Early wins in data and AI are nice, but scaling across the enterprise requires a different approach.
Bright spots are beginning to emerge as organizations take advantage of the transformative capabilities of data and AI: Some 56% of respondents to a recent study from McKinsey reported successful AI adoption in at least one function, an increase from 50% in 2020.
That's great news, right? Well, yes, but now comes the hard part: pivoting to a product management mindset that will effectively scale those functional quick wins to an enterprise level, while establishing what Forrester calls the insights-driven business.
As experience confirms, that is easier said than done.
Signs Your Data and AI Operations Need a New Approach
1. Data and AI outputs don't cross organizational boundaries
Most organizations began their data and AI journeys organically within functional areas, and they continue to operate that way. Greater maturity requires more cross-functional data.
Mature data and AI products tend to use data from outside of functional areas to achieve the greatest insight. Also, reusable components such as customer propensity scores or product-related data pipelines tend to become more prevalent across teams and even at the corporate level.

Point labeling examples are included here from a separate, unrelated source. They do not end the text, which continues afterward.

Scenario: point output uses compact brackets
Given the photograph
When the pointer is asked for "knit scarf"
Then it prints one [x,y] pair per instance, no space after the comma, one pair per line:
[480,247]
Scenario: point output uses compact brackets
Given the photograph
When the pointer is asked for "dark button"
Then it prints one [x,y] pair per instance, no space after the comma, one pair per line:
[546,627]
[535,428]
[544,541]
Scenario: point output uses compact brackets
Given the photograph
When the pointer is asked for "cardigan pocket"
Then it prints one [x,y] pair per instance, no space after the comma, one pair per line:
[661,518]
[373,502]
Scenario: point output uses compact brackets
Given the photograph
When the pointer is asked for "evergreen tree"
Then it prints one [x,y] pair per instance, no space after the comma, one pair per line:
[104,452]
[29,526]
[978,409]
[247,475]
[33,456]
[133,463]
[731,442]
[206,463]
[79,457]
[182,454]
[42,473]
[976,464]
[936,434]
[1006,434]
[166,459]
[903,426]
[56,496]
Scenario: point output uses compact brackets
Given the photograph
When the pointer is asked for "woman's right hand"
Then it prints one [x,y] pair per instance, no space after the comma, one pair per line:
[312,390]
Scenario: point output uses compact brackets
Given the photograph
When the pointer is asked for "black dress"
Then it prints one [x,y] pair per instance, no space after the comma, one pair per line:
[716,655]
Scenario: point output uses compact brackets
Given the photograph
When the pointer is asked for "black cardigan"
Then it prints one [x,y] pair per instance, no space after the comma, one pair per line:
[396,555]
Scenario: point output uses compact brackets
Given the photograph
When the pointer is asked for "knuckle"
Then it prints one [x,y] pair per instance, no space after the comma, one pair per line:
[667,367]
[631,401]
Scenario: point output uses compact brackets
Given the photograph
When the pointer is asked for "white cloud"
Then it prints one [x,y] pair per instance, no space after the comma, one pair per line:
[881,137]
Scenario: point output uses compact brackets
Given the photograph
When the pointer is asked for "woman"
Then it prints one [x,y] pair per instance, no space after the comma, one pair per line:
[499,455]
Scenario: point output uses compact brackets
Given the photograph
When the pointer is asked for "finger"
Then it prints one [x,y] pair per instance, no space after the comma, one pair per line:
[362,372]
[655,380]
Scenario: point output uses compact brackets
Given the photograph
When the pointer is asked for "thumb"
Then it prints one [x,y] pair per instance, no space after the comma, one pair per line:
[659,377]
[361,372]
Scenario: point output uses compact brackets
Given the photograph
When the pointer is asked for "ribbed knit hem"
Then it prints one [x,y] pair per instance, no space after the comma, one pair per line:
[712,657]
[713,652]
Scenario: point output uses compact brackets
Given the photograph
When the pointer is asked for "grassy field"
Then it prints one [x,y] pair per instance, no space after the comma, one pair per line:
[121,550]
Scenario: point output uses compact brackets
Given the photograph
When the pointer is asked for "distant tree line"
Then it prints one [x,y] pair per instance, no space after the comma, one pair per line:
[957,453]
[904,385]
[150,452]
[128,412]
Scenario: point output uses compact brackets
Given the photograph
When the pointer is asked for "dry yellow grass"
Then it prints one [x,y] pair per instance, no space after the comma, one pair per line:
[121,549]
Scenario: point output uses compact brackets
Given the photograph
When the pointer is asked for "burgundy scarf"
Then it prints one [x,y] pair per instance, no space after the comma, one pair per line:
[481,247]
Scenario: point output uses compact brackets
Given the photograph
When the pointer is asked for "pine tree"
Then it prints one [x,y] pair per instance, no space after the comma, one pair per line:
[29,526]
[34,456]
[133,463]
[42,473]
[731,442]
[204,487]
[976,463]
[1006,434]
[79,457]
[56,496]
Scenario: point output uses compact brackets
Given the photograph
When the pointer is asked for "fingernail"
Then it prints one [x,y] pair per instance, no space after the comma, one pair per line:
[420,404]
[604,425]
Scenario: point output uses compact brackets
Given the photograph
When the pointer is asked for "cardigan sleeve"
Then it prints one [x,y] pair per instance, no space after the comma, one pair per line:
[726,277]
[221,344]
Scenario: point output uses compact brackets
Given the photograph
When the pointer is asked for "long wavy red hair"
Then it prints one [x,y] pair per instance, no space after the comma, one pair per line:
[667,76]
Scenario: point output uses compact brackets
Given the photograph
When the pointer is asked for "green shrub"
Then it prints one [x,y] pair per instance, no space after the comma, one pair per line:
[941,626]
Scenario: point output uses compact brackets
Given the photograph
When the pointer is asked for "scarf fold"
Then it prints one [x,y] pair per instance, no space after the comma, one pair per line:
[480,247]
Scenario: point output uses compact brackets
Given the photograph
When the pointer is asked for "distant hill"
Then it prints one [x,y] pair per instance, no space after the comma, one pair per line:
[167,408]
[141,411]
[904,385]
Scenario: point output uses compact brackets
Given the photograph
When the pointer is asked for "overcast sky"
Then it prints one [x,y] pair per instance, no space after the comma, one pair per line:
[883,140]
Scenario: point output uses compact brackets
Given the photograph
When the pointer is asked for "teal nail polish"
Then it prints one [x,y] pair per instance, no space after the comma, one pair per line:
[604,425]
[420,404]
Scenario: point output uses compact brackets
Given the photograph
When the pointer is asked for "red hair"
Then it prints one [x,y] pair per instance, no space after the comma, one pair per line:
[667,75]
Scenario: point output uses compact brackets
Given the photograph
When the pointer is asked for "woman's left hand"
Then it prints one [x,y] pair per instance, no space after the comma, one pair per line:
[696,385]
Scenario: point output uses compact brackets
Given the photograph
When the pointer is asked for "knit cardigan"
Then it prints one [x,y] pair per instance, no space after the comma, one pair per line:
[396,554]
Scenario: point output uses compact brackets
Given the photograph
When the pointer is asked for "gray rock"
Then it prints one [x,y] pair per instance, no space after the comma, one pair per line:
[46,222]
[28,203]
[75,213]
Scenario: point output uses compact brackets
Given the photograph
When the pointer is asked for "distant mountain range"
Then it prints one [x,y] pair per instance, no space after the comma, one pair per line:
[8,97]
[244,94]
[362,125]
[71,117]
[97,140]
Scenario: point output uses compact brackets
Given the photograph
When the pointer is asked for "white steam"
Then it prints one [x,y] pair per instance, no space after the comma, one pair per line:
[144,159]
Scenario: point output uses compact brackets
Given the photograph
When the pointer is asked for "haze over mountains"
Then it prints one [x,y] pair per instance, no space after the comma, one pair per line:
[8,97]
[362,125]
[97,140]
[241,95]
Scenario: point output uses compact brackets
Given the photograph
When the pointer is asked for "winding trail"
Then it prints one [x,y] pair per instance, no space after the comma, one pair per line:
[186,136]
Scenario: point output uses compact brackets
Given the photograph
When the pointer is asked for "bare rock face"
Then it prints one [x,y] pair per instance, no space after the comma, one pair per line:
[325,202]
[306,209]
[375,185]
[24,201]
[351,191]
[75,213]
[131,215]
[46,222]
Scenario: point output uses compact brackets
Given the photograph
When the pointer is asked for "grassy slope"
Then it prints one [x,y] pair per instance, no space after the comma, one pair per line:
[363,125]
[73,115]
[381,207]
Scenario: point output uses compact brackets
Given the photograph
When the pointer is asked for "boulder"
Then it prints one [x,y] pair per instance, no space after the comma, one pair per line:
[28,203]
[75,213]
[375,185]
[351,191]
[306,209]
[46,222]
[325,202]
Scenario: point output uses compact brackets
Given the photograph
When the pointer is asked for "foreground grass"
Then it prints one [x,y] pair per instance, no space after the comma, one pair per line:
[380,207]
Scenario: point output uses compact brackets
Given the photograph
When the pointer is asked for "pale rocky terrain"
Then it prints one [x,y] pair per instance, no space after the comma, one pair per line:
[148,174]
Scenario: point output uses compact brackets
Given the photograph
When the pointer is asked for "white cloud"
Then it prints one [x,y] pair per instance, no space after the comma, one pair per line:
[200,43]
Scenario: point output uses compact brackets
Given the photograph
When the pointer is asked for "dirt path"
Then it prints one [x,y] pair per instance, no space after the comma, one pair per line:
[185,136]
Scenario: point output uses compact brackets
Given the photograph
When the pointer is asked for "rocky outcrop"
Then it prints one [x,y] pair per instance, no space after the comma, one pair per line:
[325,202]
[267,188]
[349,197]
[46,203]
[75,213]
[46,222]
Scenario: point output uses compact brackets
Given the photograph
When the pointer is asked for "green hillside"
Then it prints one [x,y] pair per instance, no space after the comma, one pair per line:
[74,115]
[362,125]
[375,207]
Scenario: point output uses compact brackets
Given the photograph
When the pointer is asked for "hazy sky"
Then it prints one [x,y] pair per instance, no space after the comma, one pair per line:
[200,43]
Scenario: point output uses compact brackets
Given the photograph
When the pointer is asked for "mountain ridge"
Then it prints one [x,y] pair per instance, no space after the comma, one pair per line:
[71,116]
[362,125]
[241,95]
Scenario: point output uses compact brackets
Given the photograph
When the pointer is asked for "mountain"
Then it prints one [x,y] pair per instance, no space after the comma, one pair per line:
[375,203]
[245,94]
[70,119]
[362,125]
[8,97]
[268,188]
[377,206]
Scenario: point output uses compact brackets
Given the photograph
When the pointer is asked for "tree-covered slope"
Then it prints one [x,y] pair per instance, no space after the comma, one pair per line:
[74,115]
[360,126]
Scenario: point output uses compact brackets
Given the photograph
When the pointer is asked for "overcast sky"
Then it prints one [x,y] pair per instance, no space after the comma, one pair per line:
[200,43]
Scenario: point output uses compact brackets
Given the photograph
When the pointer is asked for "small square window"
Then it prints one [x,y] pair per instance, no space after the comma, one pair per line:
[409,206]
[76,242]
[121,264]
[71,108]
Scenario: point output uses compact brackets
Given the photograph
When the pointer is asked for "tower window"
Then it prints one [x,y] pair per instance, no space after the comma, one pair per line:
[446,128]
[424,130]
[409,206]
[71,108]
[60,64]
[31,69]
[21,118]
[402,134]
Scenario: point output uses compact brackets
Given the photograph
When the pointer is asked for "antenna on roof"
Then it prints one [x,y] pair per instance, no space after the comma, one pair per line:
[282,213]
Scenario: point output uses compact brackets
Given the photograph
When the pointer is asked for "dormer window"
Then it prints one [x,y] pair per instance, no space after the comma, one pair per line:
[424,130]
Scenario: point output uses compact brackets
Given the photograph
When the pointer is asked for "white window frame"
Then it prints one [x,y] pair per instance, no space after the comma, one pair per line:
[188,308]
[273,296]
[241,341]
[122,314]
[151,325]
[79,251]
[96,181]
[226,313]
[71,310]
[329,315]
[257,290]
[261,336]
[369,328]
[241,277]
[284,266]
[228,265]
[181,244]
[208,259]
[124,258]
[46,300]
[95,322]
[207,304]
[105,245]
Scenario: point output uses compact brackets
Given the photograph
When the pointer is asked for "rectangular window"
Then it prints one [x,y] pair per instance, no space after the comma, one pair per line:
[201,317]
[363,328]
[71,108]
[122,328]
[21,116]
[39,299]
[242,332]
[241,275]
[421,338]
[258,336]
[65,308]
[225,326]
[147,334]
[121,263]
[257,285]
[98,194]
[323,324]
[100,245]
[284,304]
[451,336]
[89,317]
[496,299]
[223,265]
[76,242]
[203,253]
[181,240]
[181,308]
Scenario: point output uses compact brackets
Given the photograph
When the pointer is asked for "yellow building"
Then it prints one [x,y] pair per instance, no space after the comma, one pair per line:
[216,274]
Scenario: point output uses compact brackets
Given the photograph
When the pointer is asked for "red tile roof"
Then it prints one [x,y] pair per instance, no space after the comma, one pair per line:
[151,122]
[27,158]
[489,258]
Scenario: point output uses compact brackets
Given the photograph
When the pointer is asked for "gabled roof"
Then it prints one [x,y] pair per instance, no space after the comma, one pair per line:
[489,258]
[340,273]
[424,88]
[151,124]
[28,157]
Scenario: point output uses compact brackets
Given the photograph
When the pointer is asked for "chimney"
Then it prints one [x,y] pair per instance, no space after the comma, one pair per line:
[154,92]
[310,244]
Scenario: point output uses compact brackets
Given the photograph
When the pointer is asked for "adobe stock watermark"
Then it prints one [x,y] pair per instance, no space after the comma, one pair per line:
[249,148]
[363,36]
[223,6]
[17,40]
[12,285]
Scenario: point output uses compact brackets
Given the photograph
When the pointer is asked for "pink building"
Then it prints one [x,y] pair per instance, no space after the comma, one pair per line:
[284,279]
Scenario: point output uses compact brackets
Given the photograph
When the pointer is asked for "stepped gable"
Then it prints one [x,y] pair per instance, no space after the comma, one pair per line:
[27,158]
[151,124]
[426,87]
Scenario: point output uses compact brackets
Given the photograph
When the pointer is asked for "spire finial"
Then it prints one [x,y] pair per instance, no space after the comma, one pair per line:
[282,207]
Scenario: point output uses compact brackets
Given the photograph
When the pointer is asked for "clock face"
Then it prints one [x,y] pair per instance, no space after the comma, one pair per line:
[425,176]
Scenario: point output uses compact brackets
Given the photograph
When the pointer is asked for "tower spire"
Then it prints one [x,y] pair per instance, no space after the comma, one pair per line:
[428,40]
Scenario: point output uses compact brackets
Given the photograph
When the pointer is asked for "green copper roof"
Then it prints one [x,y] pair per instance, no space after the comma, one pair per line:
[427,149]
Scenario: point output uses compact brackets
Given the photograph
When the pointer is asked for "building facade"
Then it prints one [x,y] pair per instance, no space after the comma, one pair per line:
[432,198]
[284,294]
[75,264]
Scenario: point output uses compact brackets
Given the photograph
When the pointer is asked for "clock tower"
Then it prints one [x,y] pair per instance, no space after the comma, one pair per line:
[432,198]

One global SaaS organization cited its marketing department's having three models in production, delivering significant value for lead generation but not deploying those models or features from the models for any Sales use cases. After some follow-up discussions, the applicability of those models in Sales became clear and, alas, established a missed opportunity to maximize those assets.
2. You have a 'build vs. maintain' dilemma and an over-rotation toward prototypes
Highly skilled technical resources tend to prioritize "new build" over "maintain," and they often lack enterprise-level prioritization mechanisms that will optimize value for the organization over time. Solid data ops and model ops processes can help overcome that challenge, though building that muscle can take time. New resources with a different focus may be required to balance out the two ends of the spectrum between prototypes and AI.
3. Redundant and/or highly overlapping AI models have proliferated across the enterprise
Although data and model catalogues go a long way toward creating greater visibility into what exists today, those tools don't go far enough to help reconcile and establish reusable components that benefit the entire enterprise.
A standard process that considers and rationalizes the greater enterprise needs is a common pain point for organizations that are starting to see results from their investments in data and AI.
4. There is a lack of clarity around enterprise ownership of data and AI products
Although data governance councils and individual people focus on data quality and establishing much-needed controls, confusion remains around ownership of outputs and the investment strategies into those outputs.
The generally broader purview of CIOs and CDOs means those leaders are well-positioned to drive change in the area but lack the skill sets in their teams and/or a framework to really take the bull by the horns.
Product Management: Bridging the Gap Between Operations and Enterprise Priorities
Once an organization has established its data ops and AI model ops capabilities, it needs to start thinking strategically about those organizational assets as products.
Forrester defines a data product as "a component that ingests and delivers data used by an insight solution for decisions and actions." That encompasses outputs from both data ops and AI model ops practices.
Organizations that embrace a product management mindset while applying tried-and-true product management principles to those valuable assets will benefit from greater returns on their investments, maximize the technical resources they have available to them, and rapidly outpace their peers.
To clarify, product management principles effectively...
- Provide a strategic lens into the business. Shared service functions are quite common in medium and large enterprises; however, the pivot to product management places the spotlight on the outputs of those services while providing a much-needed ability to manage information requests. The goal is to ensure data and AI services obtain maximum alignment to the business through the concept of products.
- Connect teams in ways that cut across organizational boundaries. The cross-functional mindset that products generate quickly leads to inventories of assets and reusability. Those, in turn, benefit the entire enterprise—not just single functional groups—while enabling more advanced outputs. Often, those connections are not natural ways of working without a unifying framework such as a product.
- Facilitate a consistent and standard prioritization mechanism. Today, so many organizations experience dramatically different maturity levels of insight-driven-ness across functional areas. Companies that successfully align those pieces to form an advanced insights-driven company are 8.5 times more likely to report at least 20% year-over-year revenue growth. Even if limited resources are available, product management can facilitate decisions to ramp up certain products that can more evenly distribute insight wealth or focus in specific areas that require more attention.